The Oakland A’s are, almost by acclamation, the sabermetrics community’s favorite baseball team. The reason why is a bit of egoism masquerading as objectivity, or maybe the other way around. The A’s, led by general manager Billy Beane, use their brains. They strain to find ways to buy wins cheaply, which is almost the only way they can afford to buy them. This led them to embrace, and in large measure validate, sabermetric findings that thinkers about baseball had been shouting into the void for years.
They aren’t the only baseball team to do this now. Most teams today have analytics departments, to make them look smart if not always to use what they produce. In innovation, Oakland has probably been leapfrogged by the Tampa Bay Rays, whose owners are building on the A’s foundation. But if they are still second-best in the eyes of sabermetricians, the reason why can be summed up in one word: Moneyball.

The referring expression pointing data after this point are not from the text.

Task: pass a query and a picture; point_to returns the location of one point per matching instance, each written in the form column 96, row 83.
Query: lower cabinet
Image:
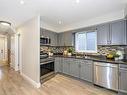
column 86, row 70
column 66, row 66
column 79, row 68
column 58, row 64
column 74, row 68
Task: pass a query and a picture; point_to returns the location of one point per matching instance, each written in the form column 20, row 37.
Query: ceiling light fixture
column 22, row 2
column 77, row 1
column 5, row 23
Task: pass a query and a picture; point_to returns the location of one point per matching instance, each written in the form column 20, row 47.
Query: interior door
column 2, row 48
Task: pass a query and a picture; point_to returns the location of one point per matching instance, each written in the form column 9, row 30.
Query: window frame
column 85, row 50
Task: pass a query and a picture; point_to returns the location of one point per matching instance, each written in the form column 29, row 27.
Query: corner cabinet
column 79, row 68
column 74, row 68
column 113, row 33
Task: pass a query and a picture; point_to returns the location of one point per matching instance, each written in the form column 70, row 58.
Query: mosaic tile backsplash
column 102, row 50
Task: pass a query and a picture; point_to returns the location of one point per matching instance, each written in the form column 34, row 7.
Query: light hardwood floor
column 11, row 83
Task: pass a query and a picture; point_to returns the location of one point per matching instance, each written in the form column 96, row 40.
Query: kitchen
column 104, row 65
column 66, row 47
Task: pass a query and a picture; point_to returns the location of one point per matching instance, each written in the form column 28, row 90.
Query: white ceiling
column 51, row 11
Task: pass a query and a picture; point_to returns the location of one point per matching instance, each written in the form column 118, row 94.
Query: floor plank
column 11, row 83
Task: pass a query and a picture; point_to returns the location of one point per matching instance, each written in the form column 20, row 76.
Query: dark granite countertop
column 97, row 59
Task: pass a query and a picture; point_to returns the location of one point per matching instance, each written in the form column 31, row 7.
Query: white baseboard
column 35, row 84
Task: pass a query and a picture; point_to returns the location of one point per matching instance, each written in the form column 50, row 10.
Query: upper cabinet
column 112, row 34
column 65, row 39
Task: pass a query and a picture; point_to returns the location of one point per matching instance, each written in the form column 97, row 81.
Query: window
column 86, row 42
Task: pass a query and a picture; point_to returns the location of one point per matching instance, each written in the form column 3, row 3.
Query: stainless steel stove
column 46, row 68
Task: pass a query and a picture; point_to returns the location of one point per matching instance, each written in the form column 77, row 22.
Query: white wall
column 125, row 11
column 30, row 50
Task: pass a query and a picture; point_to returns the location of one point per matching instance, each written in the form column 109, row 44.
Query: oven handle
column 46, row 62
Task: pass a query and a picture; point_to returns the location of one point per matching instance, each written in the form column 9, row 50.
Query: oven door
column 46, row 68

Best-selling books help. Brad Pitt movies help more. Even when the Rays got their own book, Jonah Keri’s The Extra 2%, their smarts worked against them. Michael Lewis revealed all in Moneyball, which helped other teams ape Beane’s methods and thus make them less effective for him. The brain trust of the Rays let us see the method and overall philosophy, but jealously guarded the details to keep their edge. Shrewd, but not calculated to win the hearts and minds of analysts who drink in those details.
So Beane and the A’s remain the first true love of us baseball nerds. Over the last 14 full seasons, Oakland has made seven playoff appearances, far more than we’d expect from a team as thoroughly outspent as the A’s have been. It’s a heart-warming, brain-satisfying success story—except for one little detail.

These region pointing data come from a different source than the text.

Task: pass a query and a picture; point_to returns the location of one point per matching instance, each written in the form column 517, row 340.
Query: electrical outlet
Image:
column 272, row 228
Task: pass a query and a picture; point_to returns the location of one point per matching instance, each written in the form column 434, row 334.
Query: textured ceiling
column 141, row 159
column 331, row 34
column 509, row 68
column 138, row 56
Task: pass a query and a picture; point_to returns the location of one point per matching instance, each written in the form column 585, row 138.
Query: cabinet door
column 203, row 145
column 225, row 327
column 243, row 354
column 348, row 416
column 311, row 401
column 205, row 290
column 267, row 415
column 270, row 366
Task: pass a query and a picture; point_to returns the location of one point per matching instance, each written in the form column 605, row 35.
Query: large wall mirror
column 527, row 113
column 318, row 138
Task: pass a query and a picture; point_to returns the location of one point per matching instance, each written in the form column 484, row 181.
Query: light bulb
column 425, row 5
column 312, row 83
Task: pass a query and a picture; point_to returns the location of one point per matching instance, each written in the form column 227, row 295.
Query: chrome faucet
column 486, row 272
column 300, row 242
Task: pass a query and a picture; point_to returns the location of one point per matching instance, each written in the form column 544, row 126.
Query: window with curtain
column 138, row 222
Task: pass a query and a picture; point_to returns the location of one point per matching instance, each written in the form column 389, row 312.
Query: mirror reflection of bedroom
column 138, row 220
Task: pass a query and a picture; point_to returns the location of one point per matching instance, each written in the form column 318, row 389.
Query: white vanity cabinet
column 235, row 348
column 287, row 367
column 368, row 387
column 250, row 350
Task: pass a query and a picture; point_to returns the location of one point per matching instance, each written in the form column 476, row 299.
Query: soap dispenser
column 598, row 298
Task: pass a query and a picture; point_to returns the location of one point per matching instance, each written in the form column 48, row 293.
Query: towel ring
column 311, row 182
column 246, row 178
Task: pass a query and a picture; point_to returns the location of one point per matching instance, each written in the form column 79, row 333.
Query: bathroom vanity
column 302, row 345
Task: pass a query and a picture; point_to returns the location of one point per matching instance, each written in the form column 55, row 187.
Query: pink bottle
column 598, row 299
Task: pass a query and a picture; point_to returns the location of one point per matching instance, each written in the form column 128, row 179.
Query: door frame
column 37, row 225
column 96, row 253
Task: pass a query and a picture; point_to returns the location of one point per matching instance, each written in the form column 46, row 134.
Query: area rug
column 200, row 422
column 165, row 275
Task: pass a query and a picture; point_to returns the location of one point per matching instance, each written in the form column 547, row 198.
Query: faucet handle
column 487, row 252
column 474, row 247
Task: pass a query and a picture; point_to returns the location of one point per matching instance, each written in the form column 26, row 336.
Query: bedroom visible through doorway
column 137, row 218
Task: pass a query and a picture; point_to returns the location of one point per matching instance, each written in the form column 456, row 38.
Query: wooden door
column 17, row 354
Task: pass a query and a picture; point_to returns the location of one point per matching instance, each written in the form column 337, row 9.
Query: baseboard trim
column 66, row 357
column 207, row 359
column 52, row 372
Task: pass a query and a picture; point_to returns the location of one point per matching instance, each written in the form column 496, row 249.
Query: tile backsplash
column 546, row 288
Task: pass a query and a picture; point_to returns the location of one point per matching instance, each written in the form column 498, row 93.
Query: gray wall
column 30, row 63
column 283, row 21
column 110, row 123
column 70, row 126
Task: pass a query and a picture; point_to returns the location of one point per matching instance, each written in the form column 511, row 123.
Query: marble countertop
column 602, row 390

Beane said it best in a certain noteworthy book: “My [methodology] doesn’t work in the playoffs.” No, he didn’t say “methodology.” Yes, I’m being a schoolmarmish prude for not spelling out the much shorter word he did use. If you’re offended by my not being offensive, consider the irony in that. Savor it. We’re so overloaded with irony these days, it’s been devalued. We don’t appreciate it properly.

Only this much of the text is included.